1/25/1993 - 8/15/1993
Organizing institution: The Fralin Museum of Art at the University of Virginia
An exhibition of African masks, headdresses, and sculptures selected to exemplify African aesthetic and moral principles. The exhibition focuses on African artistic principles evidenced in objects created for a variety of ritual purposes and expressing different symbolic meanings.
African artifacts have generally been exhibited with reference only to cultural context and use. In view of recent studies of African aesthetic principles and related moral and religious values, there is good reason to emphasize the formal aesthetic aspects of the objects and the moral and religious ideas they express. African aesthetics generally has a moral basis, as indicated by the fact that in many African languages the same word means "beautiful" and "good." It is consistent with the use and meaning of African art that it should be both beautiful and good, because it is intended not only to please the eye but to uphold moral values. The ethical and religious basis of African art may explain why the principal subject is the human figure; African art often appears in ritual contexts that deal with the vital moral and spiritual concerns of the human condition.

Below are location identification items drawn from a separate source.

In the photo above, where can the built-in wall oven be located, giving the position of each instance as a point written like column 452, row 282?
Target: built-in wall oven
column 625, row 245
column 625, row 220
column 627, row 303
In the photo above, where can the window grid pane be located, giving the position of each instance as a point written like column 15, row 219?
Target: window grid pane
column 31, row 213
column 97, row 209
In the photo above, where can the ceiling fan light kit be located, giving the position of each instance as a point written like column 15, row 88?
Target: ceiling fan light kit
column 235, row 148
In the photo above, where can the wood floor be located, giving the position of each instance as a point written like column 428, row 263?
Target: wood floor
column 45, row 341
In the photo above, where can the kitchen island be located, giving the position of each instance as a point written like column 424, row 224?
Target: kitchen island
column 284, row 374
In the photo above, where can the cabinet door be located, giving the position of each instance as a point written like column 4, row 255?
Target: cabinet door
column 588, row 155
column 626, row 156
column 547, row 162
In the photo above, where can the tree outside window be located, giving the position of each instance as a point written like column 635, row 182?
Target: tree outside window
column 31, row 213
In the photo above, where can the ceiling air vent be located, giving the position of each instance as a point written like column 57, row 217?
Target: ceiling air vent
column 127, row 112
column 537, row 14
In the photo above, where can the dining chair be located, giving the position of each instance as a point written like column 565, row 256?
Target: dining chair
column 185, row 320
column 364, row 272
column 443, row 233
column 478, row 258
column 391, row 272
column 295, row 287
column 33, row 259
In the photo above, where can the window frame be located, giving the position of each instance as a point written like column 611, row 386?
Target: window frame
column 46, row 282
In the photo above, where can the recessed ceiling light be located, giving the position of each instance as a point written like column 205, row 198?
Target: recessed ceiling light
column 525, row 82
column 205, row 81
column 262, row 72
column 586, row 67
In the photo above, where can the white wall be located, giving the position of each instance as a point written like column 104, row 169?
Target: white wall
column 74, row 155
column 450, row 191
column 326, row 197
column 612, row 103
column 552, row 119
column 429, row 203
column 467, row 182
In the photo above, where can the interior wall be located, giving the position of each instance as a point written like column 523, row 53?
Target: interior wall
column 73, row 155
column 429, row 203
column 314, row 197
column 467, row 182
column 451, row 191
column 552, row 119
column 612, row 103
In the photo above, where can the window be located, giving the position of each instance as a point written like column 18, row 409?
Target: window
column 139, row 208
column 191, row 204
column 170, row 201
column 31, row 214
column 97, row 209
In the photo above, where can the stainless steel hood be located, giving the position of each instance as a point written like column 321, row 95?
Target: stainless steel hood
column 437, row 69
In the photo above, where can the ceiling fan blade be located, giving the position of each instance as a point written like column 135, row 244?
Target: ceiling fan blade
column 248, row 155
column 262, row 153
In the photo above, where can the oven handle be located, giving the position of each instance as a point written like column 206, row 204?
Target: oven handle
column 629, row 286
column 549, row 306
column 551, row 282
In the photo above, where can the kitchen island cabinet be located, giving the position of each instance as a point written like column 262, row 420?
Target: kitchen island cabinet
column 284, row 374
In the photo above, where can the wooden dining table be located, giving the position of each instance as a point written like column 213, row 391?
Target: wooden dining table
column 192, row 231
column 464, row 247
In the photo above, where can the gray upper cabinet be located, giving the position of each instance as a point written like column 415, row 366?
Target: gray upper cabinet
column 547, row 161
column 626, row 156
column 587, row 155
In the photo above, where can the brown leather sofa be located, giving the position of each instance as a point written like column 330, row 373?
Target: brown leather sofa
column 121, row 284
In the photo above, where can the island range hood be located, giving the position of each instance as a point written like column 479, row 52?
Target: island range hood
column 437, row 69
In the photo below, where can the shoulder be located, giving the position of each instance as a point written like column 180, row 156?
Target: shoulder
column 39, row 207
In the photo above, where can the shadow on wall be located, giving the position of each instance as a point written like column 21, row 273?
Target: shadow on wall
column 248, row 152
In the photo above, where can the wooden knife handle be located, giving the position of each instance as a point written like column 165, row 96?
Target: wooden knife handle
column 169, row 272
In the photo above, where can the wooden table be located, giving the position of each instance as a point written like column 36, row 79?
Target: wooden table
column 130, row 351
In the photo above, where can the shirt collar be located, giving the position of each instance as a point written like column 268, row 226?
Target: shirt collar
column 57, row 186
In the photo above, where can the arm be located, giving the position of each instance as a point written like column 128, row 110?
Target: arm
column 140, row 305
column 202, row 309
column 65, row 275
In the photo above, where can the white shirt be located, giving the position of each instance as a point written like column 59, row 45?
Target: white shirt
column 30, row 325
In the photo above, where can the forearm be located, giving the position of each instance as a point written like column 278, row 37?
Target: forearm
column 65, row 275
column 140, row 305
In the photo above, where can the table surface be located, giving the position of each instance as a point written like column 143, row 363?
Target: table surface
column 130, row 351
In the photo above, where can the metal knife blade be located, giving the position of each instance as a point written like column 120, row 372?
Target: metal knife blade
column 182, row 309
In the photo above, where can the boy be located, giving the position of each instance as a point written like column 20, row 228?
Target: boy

It is important, furthermore, to display most African sculpture, especially masks and headdresses, in the round at about eye level, because this is how they are seen on the heads of dancers. African carvers try to make masks and headdresses appear visually interesting and to show different aspects as the dancer revolves before the people.
The objects selected for this exhibit were chosen both to exemplify African aesthetic and moral principles and to display some of the finest pieces in the Bayly's large collection. Most of the pieces in the exhibit come from West African societies.